🤖 AI Summary
This work addresses the limitations of current vision-language models in complex document visual question answering (DocVQA), where multi-step reasoning and specialized handling of heterogeneous document elements remain challenging. To overcome these issues, the authors propose a multi-agent collaborative framework tailored for DocVQA. The approach decomposes questions via a reasoning agent, dynamically routes subtasks to modality-specific agents through an adaptive scheduling mechanism, and enhances answer reliability through a proposition–counterproposition debate followed by arbitration. Additionally, a format consistency checker ensures standardized output. Evaluated on three DocVQA benchmarks, the method significantly outperforms state-of-the-art models, demonstrating the effectiveness and scalability of the collaborative agent architecture in fine-grained document understanding and multi-step reasoning.
📝 Abstract
Document Visual Question Answering (DocVQA) remains challenging for existing Vision-Language Models (VLMs), especially under complex reasoning and multi-step workflows.

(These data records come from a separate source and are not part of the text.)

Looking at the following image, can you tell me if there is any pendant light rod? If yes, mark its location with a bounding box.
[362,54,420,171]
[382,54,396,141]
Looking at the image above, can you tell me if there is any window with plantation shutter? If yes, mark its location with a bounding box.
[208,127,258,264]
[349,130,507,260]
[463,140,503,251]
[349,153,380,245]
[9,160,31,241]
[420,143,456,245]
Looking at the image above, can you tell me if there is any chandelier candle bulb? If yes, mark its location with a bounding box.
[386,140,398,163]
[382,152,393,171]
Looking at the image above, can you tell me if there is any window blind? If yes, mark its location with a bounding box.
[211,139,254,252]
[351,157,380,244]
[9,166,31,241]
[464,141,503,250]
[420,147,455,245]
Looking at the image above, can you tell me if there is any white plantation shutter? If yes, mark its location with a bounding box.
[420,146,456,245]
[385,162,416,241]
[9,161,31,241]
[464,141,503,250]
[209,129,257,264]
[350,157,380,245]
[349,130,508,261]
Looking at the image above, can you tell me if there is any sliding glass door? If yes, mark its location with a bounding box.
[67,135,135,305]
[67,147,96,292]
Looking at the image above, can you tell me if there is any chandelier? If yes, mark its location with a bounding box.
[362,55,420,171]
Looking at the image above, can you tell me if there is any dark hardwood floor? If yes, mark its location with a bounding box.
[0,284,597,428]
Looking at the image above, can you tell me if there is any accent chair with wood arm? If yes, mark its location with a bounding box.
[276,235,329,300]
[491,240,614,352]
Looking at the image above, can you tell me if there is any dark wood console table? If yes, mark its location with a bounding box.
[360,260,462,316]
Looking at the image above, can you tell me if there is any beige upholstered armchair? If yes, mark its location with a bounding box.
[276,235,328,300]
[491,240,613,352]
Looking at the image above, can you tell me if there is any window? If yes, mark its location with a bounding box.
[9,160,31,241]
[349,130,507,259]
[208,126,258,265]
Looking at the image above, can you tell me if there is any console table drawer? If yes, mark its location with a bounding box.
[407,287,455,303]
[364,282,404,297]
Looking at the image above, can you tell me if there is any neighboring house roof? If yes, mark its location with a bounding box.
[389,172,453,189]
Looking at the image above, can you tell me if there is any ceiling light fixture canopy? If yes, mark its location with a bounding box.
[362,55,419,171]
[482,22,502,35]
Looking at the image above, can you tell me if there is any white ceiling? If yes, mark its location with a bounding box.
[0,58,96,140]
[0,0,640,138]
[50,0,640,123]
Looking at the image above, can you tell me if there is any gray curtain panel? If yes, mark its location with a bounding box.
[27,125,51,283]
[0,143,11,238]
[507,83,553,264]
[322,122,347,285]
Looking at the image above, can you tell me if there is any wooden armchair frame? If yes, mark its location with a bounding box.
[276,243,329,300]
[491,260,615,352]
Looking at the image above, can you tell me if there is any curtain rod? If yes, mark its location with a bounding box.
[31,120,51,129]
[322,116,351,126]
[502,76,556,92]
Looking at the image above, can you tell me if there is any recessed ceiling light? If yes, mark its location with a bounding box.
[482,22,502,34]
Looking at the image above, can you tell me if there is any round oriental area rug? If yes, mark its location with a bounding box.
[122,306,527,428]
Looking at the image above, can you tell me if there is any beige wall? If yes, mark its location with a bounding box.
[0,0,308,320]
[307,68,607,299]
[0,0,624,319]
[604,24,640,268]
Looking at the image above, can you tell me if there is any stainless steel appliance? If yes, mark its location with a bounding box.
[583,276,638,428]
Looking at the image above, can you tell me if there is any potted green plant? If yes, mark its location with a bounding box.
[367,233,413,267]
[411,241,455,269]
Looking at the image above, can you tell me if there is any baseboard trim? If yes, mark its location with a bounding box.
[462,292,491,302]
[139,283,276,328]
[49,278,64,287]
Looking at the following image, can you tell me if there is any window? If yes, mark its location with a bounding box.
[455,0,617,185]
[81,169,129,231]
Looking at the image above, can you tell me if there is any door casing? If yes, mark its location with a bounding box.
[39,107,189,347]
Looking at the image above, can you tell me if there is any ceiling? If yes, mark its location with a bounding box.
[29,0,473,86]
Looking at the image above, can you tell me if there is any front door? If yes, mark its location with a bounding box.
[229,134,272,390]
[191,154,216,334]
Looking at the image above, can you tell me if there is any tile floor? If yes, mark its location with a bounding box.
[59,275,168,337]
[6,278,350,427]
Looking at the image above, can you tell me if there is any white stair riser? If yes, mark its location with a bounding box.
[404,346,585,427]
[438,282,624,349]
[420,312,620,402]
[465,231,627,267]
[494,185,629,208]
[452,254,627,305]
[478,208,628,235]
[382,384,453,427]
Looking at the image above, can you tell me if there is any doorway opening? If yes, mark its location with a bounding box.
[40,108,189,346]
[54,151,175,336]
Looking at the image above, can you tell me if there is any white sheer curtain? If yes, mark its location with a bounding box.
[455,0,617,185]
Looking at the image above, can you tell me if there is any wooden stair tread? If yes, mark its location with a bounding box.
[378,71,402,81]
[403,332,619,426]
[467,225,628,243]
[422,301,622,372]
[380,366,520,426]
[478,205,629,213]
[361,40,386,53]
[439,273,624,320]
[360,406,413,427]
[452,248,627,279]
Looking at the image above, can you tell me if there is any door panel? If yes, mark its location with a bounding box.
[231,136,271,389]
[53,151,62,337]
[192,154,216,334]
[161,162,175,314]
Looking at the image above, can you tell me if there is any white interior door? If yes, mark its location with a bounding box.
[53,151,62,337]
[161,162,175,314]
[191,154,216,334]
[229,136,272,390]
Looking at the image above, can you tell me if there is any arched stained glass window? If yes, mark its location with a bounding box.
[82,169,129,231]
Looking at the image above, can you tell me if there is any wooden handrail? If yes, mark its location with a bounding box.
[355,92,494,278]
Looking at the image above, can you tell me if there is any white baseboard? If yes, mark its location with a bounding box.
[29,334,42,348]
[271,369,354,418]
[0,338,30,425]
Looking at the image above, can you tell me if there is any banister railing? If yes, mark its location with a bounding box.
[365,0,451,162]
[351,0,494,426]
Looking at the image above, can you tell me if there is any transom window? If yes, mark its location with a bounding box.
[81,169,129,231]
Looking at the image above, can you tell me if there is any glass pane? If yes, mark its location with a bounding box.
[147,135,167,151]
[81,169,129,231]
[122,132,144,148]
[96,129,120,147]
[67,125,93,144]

Current approaches struggle to decompose intricate questions into manageable sub-tasks and often fail to leverage specialized processing paths for different document elements. We present ORCA: Orchestrated Reasoning with Collaborative Agents for Document Visual Question Answering, a novel multi-agent framework that addresses these limitations through strategic agent coordination and iterative refinement. ORCA begins with a reasoning agent that decomposes queries into logical steps, followed by a routing mechanism that activates task-specific agents from a specialized agent dock. Our framework leverages a set of specialized AI agents, each dedicated to a distinct modality, enabling fine-grained understanding and collaborative reasoning across diverse document components. To ensure answer reliability, ORCA employs a debate mechanism with stress-testing, and when necessary, a thesis-antithesis adjudication process. This is followed by a sanity checker to ensure format consistency. Extensive experiments on three benchmarks demonstrate that our approach achieves significant improvements over state-of-the-art methods, establishing a new paradigm for collaborative agent systems in vision-language reasoning.